Indikationscheck: Lithium und Koffein
Koffein steckt nicht nur in Kaffee, sondern kommt auch als Wirkverstärker in Schmerzmitteln zum Einsatz. Werden Patient:innen mit Lithium behandelt, ist in Kombi mit Koffein Vorsicht geboten. Warum, erfährst du von uns.
Lithium besitzt antimanische, antidepressive, antipsychotische und antisuizidale Eigenschaften und wird beispielsweise zur Prophylaxe einer bipolaren affektiven Störung und Episoden einer Major Depression eingesetzt – gegebenenfalls in Kombi mit Neuroleptika. Außerdem findet der Wirkstoff zur Behandlung bestimmter akuter Depressionen oder von chronischem Cluster-Kopfschmerz Anwendung. Lithium besitzt eine geringe therapeutische Breite, daher sollten die Lithiumspiegel der Patient:innen kontrolliert werden. Die volle Wirksamkeit erreicht die Substanz in der Regel bei einem Spiegel von 0,5 bis 1,2 mmol/l. Patient:innen müssen einschleichend therapiert werden, bis die individuelle Dosis erreicht ist.

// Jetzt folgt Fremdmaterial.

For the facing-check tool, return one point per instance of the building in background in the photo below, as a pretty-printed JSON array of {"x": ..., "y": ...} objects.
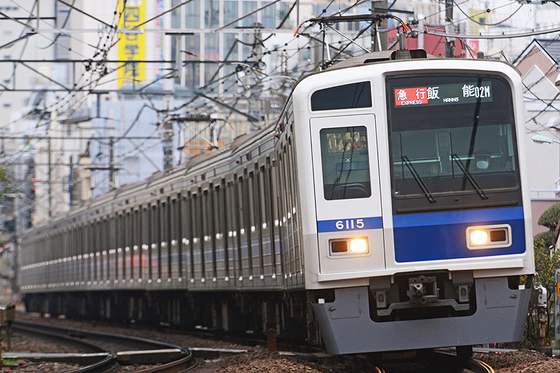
[
  {"x": 539, "y": 66},
  {"x": 114, "y": 95}
]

Der genaue Wirkmechanismus der Lithiumsalze wie beispielsweise Lithiumcarbonat ist bislang nicht vollständig geklärt: Vermutet wird eine Freisetzung von Neurotransmittern wie Noradrenalin und Serotonin. Aber auch eine regulierende Funktion an den Membranen der Nervenzellen, bedingt durch die chemische Ähnlichkeit von Lithium mit Kalium und Natrium, wird diskutiert.
Koffein wird beispielsweise als Wirkverstärker in Schmerzmitteln eingesetzt. In Kombination mit Ibuprofen, aber auch mit Acetylsalicylsäure und Paracetamol. Primärer Wirkmechanismus des Koffeins als Comedikation in Schmerzmitteln ist die Hemmung von Adenosin-Rezeptoren des schmerz-sensorischen Systems. Denn Koffein kann die Blut-Hirn-Schranke überwinden und so antagonistisch an den Adenosin-Rezeptoren angreifen. Die Antwort auf Schmerzreize wird gedämpft.

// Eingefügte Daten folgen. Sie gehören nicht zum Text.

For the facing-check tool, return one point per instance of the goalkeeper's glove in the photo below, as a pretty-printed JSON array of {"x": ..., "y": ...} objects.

Das Xanthin-Derivat ist in Kaffee, schwarzem Tee, Mate und Kakao enthalten und stimuliert das zentrale Nervensystem. Zudem werden Koffein harntreibende und leistungsfördernde Eigenschaften zugesprochen. Als Arzneimittel findet die psychoaktive Substanz Anwendung gegen Müdigkeit und zur Förderung der Leistungsfähigkeit.

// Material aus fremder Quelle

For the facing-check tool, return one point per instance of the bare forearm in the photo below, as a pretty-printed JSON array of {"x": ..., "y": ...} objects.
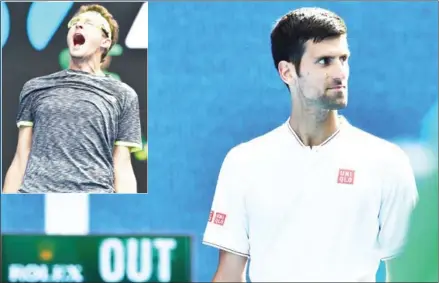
[
  {"x": 125, "y": 181},
  {"x": 14, "y": 177}
]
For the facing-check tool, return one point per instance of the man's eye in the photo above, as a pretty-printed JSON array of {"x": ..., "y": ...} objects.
[{"x": 325, "y": 61}]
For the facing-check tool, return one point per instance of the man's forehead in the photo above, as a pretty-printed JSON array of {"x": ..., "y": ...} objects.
[
  {"x": 92, "y": 16},
  {"x": 334, "y": 46}
]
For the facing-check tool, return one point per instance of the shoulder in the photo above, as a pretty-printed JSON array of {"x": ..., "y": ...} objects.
[
  {"x": 38, "y": 83},
  {"x": 253, "y": 150},
  {"x": 123, "y": 89}
]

Koffein kann Lithium-Spiegel beeinflussen
Werden Patient:innen mit Lithium behandelt, ist Vorsicht geboten. Denn zum einen können nicht-steroidale Antiphlogistika den Lithiumspiegel erhöhen. Lithium wird unverändert und nahezu vollständig renal ausgeschieden. Im Falle eines Serumanstiegs kann eine Intoxikation auftreten. Zum anderen ist in Kombi mit Koffein eine Wirkminderung möglich. Der Grund: Koffein erhöht die Lithiumausscheidung. Die Folge: eine Erniedrigung des Lithium-Serumspiegels, was zu einem Wirkverlust führen kann.
Die Lösung
Werden Patient:innen mit Lithium behandelt, sollte auf die Einnahme von Koffein-haltigen Arzneimitteln verzichtet werden – Kaffee und Co. sollten nur in Maßen konsumiert werden. Andernfalls ist die Lithiumdosis anzupassen.
Achtung: Xanthinpräparate wie beispielsweise Theophyllin-haltige Antiasthmatika oder durchblutungsfördernde Mittel wie Pentoxifyllin können ebenfalls den Lithiumspiegel erniedrigen.